By Nelson Ayivor

Speaking at the Accra Reset – Addis Reckoning forum on the sidelines of the AU Summit, President John Dramani Mahama has announced a historic departure from Ghana’s thirty-year dependence on international syndicated loans for cocoa purchases.
Citing a structural crisis that has long crippled the nation’s industrial potential, the President revealed that Ghana will now pivot to domestic bonds to fund its cocoa harvests. This move is designed to reclaim sovereignty over the nation’s “brown gold,” allowing the state to bypass restrictive collateral agreements that force the shipment of raw beans abroad while local processing plants sit under capacity.
“To buy cocoa from our own farmers, we rely on funding from outside, and you know what the collateral for the funding is, our own cocoa beans. So you have to collateralise the beans to the financier, buy the beans, and just ship them, and they pay you the international market price.
“One of the key decisions we’ve taken is that we’re going to stop foreign funding for the purchase of our cocoa. We are going to raise domestic bonds. We have enough Cedis in Ghana to pay for our cocoa.”
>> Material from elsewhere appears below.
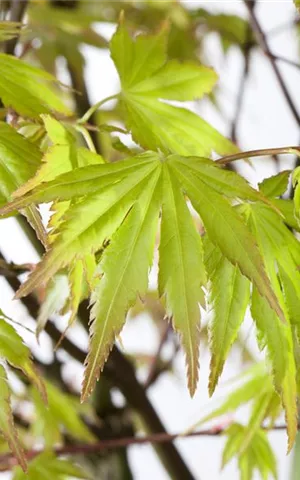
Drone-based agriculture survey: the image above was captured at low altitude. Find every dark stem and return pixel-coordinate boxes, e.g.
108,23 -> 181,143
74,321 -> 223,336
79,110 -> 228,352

For decades, Ghana has relied on a revolving door of foreign credit to pay its farmers. However, the President detailed how this system recently backfired during a period of market volatility where international prices plummeted from $7,200 to $4,200 per tonne.
Because these foreign loans are collateralized against the actual cocoa beans, the Ghana Cocoa Board (COCOBOD) is legally bound to export the raw product to satisfy international financiers, even when domestic economic logic dictates otherwise.
This “financing trap” has created a scenario where the state loses money during price fluctuations and currency shifts, as the gap between the fixed producer price and the dwindling international market value cannot be bridged without external permission.
Unlocking Local Processing Capacity
The most significant casualty of the foreign funding model has been Ghana’s industrialization agenda.
President Mahama revealed that while Ghana possesses the infrastructure to process 400,000 tonnes of cocoa beans locally, these facilities have been starved of raw materials because the beans are “pre-sold” to foreign lenders before they even leave the farm.
By switching to domestic financing, the government intends to decouple the beans from foreign debt, finally feeding the nation’s factories. “Now, if we buy the beans ourselves, we can take 400,000 tonnes out of the beans and give to our local processors to add value,” President Mahama added.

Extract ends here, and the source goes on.